Local Coupled Cluster response for open-shell systems

开壳系统的本地耦合集群响应

• 批准号: 202588754
• 负责人: Professor Dr. Martin Schütz (†)
• 金额: --
• 依托单位: Arbeitsgruppe Numerische Quantenchemie für komplexe Systeme (aufgelöst)
• 依托单位国家: 德国
• 项目类别: Research Grants
• 财政年份: 2011
• 资助国家: 德国
• 起止时间: 2010-12-31 至 2017-12-31
• 项目状态: 已结题
• 来源: https://gepris.dfg.de/gepris/projekt/202588754?language=en
• 关键词: Local; Coupled; Cluster; response; open

The calculation of properties of electronically excited states of large molecules is of great importance for many applications in physics, chemistry, and biology. In the previous project we successfully implemented analytical nuclear energy gradients for ground and excited singlet and triplet states of closed-shell molecules at the level of local CC2 response. This allows for excited state geometry optimizations at that level of theory for systems of the size of chlorophyllide-a. Furthermore, we devised a hierarchy of efficient coupled cluster response methods for calculating ionization potentials (IPs).The goal of this project continuation is the extension of this methodology to open shell systems. In particular we aim at excited states of large radicals. These often play an important role as intermediates in photochemical and photocatalytical processes and can be detected by means of spectroscopical methods. In the project we intend to approach this goal from two sides, i.e., (i) by traditional spin orbital based open-shell coupled cluster response theory, and (ii) by coupled response theory for IPs. In the latter case the excitation energies of the radical are computed as differences of two IPs. The reference wavefunction is that of the related closed-shell molecule with N+1 electrons, and the ionized states representing the radical are obtained as pure doublet states (without any spin contamination).We intend to implement excitation energies, as well as transition strengths, first-order properties, and analytical nuclear gradients for ground and excited states of radicals. Local approximations and density fitting will be utilized to dramatically reduce the computational cost and, in this way, to make the methods applicable to large systems. We think that the programs developed in the course of this project will be very useful to study radical intermediates in photochemical and photocatalytical reactions.

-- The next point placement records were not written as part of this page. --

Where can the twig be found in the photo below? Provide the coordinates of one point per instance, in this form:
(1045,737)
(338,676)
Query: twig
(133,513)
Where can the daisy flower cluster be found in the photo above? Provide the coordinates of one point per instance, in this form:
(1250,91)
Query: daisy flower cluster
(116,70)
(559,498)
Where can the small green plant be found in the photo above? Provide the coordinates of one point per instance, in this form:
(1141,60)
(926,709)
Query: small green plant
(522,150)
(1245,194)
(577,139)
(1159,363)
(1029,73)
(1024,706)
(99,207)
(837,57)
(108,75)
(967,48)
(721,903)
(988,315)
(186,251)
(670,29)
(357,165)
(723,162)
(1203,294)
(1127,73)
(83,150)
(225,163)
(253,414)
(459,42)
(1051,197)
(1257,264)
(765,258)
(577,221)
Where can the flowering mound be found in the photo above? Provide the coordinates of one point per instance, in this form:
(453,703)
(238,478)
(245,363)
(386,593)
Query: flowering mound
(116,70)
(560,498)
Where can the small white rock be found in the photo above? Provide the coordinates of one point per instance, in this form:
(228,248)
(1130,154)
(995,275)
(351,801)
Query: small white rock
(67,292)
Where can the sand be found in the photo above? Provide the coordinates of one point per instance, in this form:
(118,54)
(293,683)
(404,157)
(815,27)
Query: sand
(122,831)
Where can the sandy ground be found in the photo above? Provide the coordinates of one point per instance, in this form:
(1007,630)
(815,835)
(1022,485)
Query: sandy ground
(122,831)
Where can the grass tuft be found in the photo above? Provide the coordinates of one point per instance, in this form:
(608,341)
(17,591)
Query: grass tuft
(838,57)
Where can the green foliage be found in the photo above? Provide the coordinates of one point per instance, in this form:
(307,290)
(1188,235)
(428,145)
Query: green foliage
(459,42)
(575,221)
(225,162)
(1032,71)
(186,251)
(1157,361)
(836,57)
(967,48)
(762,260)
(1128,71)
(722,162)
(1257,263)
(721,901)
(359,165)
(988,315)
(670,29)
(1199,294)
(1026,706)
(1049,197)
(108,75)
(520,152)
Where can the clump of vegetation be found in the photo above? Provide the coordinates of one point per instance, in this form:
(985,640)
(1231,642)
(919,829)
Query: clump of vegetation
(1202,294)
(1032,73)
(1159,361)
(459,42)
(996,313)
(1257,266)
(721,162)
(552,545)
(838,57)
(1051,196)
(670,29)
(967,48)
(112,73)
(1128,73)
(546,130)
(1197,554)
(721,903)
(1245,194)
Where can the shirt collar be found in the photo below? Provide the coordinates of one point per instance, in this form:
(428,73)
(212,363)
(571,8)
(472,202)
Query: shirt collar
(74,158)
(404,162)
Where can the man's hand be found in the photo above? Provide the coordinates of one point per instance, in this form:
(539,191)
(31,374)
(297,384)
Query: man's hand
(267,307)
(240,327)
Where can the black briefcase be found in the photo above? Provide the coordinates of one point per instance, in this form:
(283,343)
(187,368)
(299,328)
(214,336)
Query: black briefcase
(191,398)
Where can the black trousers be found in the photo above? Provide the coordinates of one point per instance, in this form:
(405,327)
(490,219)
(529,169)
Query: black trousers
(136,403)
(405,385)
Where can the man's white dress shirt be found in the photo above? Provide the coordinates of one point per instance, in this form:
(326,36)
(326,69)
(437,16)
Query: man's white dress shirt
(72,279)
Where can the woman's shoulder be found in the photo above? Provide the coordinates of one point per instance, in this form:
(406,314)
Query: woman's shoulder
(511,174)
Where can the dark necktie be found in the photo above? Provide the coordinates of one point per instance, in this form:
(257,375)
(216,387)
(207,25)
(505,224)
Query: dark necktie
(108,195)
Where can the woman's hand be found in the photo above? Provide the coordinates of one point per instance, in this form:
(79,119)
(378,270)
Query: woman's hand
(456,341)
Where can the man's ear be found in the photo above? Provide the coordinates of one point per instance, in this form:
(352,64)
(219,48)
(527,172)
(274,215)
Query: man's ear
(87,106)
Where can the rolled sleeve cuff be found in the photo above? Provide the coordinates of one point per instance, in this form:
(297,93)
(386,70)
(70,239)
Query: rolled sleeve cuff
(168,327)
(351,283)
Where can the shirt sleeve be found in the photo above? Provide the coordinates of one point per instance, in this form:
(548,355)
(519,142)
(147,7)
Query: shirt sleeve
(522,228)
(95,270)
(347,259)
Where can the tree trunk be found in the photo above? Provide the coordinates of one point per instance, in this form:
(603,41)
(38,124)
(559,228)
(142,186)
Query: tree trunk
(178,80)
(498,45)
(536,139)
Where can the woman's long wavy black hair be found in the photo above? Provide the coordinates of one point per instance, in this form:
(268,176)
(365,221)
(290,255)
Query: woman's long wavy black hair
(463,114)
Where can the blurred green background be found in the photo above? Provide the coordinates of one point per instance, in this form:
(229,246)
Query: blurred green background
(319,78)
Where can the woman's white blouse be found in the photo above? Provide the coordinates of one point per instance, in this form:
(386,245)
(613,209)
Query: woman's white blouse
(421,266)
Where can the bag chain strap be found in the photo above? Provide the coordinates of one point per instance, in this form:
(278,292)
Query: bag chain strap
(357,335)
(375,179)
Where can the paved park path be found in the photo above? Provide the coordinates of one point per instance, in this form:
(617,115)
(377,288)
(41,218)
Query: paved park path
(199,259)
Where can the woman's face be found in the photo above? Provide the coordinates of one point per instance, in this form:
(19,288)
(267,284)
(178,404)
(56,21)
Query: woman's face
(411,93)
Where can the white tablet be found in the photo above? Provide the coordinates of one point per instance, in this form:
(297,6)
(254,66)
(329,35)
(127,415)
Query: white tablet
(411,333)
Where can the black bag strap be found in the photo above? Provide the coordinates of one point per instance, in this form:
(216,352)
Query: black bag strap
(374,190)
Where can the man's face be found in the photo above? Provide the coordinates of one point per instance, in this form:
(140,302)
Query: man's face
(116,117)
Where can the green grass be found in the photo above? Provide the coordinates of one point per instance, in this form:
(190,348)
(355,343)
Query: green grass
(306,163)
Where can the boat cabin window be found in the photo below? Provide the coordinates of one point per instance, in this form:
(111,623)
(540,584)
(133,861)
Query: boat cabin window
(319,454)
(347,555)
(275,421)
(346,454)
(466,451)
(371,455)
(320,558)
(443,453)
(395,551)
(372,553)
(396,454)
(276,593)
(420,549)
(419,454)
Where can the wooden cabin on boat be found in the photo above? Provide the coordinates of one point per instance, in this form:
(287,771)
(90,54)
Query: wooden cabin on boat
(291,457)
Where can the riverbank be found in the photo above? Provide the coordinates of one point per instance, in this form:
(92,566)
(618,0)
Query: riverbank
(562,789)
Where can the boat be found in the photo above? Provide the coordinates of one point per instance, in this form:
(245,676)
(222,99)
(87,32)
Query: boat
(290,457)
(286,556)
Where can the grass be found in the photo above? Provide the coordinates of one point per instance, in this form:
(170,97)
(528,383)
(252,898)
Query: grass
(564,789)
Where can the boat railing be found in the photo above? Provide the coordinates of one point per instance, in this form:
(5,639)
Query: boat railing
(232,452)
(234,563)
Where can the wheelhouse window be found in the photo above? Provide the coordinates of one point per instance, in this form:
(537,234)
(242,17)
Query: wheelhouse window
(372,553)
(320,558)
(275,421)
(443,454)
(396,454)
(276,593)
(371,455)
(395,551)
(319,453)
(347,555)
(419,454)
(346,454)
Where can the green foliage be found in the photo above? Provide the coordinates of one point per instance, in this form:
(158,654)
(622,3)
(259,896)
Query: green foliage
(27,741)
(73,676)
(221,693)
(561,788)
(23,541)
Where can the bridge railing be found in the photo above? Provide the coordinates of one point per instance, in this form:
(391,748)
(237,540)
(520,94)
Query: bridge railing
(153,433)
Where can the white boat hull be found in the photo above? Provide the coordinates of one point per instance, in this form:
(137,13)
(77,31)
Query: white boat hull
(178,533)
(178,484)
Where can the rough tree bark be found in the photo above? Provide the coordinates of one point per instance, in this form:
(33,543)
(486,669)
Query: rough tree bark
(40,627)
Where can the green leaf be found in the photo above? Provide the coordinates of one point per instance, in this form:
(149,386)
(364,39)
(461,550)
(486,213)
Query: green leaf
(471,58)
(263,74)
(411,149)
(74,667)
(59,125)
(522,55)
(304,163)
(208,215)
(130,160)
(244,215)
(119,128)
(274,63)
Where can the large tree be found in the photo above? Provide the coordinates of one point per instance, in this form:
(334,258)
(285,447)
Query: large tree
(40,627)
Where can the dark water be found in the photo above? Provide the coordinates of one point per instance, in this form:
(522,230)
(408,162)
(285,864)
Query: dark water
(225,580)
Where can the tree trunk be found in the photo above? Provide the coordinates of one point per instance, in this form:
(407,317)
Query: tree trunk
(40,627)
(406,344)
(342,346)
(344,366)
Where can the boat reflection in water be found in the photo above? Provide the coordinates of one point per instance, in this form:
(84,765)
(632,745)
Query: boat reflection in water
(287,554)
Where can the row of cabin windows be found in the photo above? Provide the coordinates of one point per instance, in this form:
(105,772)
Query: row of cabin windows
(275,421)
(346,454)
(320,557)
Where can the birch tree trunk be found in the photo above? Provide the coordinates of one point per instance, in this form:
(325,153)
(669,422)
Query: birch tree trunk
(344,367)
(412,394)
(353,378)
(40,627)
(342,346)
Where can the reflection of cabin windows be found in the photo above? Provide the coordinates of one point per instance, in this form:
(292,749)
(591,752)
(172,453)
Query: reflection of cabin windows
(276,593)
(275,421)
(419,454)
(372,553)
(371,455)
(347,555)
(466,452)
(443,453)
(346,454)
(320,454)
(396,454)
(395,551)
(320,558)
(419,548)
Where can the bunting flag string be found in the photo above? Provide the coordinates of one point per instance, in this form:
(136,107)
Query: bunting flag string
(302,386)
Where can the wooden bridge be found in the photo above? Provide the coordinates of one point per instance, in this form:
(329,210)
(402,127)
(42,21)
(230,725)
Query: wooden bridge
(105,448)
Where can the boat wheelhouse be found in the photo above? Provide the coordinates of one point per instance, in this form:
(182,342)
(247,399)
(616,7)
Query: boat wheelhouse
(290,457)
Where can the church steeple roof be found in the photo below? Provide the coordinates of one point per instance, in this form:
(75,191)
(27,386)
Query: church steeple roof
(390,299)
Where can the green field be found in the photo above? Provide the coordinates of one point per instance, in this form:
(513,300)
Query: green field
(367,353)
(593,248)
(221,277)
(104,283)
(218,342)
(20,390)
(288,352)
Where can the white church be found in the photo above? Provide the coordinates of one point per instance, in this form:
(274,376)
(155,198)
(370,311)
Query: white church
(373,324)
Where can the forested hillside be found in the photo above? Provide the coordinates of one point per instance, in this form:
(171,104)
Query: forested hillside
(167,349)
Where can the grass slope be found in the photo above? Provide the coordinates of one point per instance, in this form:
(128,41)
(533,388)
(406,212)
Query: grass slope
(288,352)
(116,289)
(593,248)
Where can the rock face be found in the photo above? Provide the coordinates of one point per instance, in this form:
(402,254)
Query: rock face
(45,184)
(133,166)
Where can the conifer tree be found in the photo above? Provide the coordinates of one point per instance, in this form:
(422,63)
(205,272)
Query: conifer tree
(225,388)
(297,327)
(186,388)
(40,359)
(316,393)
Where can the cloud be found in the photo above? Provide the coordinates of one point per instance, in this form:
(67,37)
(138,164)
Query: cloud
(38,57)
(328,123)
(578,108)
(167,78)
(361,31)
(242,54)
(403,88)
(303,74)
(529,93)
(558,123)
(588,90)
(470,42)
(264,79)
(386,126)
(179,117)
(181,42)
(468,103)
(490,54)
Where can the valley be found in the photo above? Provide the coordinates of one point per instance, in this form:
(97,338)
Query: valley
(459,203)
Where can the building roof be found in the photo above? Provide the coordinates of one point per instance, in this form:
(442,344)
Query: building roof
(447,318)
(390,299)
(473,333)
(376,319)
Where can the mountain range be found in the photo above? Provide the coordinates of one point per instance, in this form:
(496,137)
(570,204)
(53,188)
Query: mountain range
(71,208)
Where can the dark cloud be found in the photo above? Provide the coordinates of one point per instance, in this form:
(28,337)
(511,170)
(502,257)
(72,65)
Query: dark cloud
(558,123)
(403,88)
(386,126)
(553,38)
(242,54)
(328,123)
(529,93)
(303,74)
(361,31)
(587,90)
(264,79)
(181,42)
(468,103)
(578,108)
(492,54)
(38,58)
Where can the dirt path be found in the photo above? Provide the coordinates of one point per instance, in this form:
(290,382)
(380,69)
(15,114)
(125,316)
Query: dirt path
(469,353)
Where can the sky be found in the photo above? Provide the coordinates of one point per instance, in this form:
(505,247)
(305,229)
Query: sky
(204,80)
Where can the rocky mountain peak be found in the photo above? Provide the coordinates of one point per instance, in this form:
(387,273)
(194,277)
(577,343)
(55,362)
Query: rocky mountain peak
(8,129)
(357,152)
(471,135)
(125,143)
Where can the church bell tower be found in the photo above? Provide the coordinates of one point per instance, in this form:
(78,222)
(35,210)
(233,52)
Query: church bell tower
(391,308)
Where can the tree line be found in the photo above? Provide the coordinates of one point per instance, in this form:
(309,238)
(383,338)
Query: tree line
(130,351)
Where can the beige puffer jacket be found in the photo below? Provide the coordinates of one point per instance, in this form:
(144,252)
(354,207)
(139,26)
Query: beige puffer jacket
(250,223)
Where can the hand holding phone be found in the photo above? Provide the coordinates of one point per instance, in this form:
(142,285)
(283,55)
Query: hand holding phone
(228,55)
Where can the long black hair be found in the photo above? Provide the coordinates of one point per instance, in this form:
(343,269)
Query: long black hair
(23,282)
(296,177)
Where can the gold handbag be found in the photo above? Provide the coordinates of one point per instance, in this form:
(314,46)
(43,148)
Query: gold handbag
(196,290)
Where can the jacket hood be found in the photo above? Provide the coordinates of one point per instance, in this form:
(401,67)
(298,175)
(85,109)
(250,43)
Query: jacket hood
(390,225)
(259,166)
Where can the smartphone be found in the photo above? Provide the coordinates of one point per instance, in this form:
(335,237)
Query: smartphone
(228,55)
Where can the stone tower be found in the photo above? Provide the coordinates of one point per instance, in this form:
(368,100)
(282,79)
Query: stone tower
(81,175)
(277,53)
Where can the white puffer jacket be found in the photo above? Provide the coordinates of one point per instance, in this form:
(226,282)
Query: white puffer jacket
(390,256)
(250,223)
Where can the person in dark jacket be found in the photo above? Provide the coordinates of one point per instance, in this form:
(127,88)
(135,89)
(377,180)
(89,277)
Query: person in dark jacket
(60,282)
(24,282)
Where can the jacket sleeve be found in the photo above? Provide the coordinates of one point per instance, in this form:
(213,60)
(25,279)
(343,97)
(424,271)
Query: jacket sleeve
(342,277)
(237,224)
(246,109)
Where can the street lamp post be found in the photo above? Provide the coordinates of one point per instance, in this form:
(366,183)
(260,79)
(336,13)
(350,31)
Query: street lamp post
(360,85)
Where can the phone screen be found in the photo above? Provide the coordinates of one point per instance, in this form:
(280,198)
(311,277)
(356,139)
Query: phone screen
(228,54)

大分子电子激发态性质的计算在物理、化学和生物学等领域有着重要的应用。在以前的项目中，我们成功地实现了分析核能梯度的地面和激发单重态和三重态的封闭壳层分子在本地CC 2响应的水平。这允许激发态几何优化在该理论水平的系统的叶绿素-a的大小。此外，我们设计了一个层次的高效耦合团簇响应方法计算电离势（IPs. This项目的延续的目标是这种方法的扩展到开壳层系统。特别是，我们的目标是大自由基的激发态。这些物质通常在光化学和光催化过程中作为中间体发挥重要作用，可以通过光谱方法进行检测。在本项目中，我们打算从两个方面来实现这一目标，即，(i)传统的基于自旋轨道的开壳层耦合团簇响应理论，以及（ii）IPs的耦合响应理论。在后一种情况下，自由基的激发能计算为两个IP的差。参考波函数是相关的封闭壳层分子与N+1电子，和电离态代表自由基得到的纯二重态（没有任何自旋污染），我们打算实现激发能，以及跃迁强度，一阶属性，和分析的核梯度的基态和激发态的自由基。局部近似和密度拟合将被用来显着降低计算成本，并以这种方式，使方法适用于大型系统。我们认为，在本项目过程中开发的程序对研究光化学和光催化反应中的自由基中间体是非常有用的。